Он вдавил пятки в бока лошади, и Атрей рванул вперед, радуясь, что его выпустили из стойла, и предвкушая долгую скачку. Краем глаза Октавиан заметил движение в дверях и услышал, как Агриппа зовет его. Но оборачиваться и откликаться не стал. Топот копыт вполне мог заглушить голос, а встретиться лицом к лицу с другом молодой человек не решался. Пока не решался.
Лошадь и всадник быстро миновали ворота. Виспансий Агриппа побежал следом, протирая глаза, но через несколько шагов остановился и зевнул.
Во двор вышел Меценат, одетый в тунику, в которой спал.
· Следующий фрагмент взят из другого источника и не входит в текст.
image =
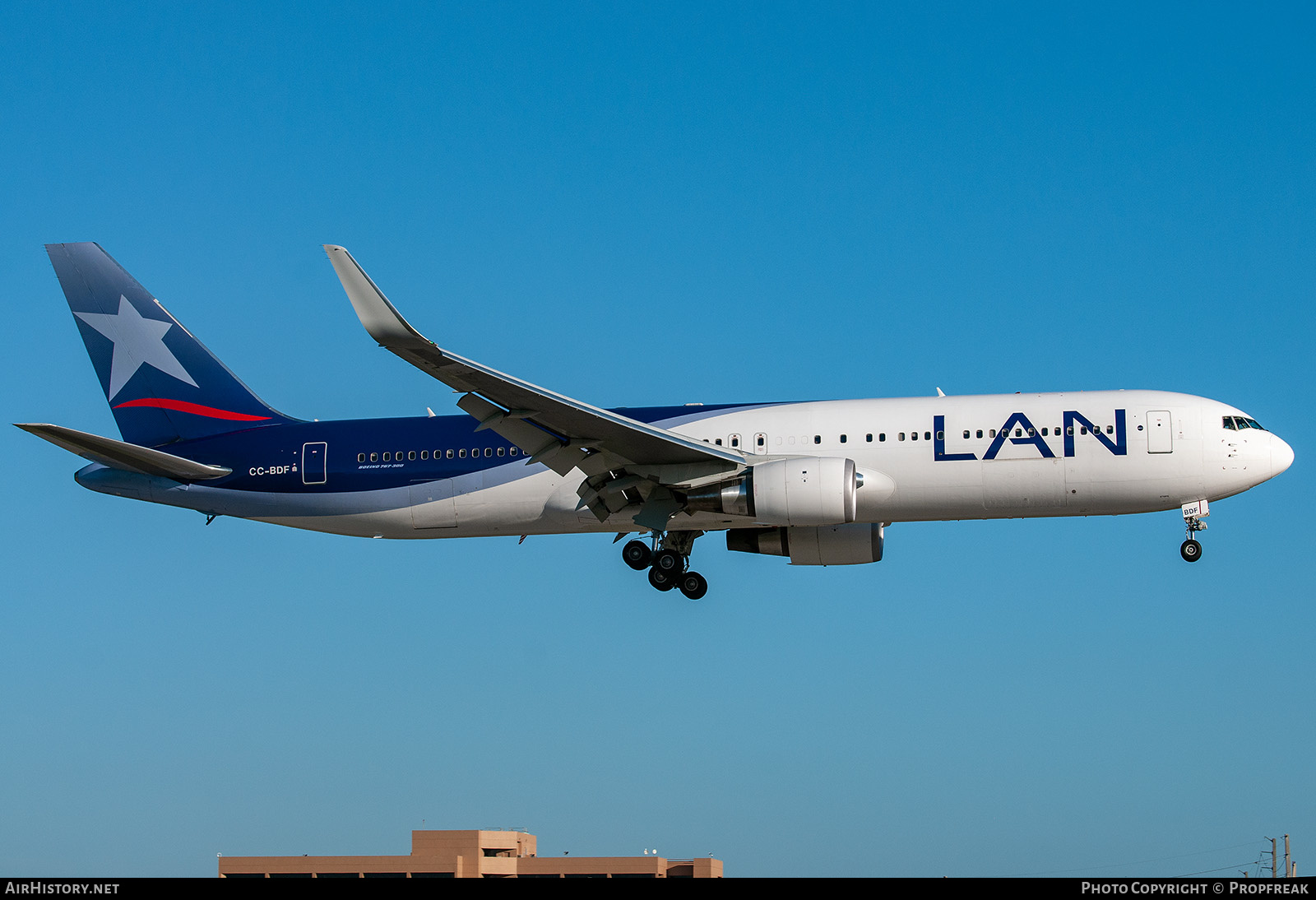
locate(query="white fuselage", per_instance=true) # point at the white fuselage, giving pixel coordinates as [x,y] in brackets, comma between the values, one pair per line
[1156,450]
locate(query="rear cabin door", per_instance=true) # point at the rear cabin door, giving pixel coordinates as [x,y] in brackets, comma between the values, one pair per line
[1158,432]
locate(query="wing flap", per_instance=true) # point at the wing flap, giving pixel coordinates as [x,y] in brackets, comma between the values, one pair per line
[577,425]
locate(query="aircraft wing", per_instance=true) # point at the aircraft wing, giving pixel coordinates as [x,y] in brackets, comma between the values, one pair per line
[554,429]
[129,457]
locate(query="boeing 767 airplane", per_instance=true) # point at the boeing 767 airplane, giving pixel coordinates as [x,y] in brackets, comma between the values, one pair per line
[815,482]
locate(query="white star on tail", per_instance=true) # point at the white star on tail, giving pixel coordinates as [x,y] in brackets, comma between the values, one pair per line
[137,340]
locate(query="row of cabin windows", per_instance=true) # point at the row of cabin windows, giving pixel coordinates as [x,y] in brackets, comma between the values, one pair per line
[438,454]
[761,440]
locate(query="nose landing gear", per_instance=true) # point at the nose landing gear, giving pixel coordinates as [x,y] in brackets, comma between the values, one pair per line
[668,562]
[1193,516]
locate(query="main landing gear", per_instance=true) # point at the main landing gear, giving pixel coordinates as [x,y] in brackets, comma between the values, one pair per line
[668,562]
[1193,513]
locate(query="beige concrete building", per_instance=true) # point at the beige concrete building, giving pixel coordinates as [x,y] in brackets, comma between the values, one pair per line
[469,854]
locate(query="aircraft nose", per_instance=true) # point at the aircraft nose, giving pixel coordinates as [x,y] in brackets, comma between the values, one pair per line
[1281,456]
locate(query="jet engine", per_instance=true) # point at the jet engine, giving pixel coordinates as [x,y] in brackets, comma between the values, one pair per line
[796,491]
[826,545]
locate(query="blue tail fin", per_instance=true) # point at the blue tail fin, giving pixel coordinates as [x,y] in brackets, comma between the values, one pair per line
[161,382]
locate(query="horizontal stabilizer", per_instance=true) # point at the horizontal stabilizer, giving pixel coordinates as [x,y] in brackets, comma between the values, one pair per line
[128,457]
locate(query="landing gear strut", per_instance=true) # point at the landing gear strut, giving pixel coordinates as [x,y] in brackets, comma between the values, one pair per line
[668,562]
[1193,513]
– Ты позволил ему ускакать одному, – упрекнул он товарища.
Агриппа улыбнулся, видя, как растрепан римский патриций и как торчат во все стороны его смазанные маслом волосы.
– Пусть протрясется, – ответил он. – Если Октавиан болен, это пойдет ему на пользу. Одни только боги знают, что ему теперь делать.
Меценат заметил слугу, стоявшего наклонив голову.
– Приготовь моего коня, Фидолий, – приказал он. – И ломовую лошадь, которая вынуждена страдать под весом моего друга, – кивнул он на Агриппу.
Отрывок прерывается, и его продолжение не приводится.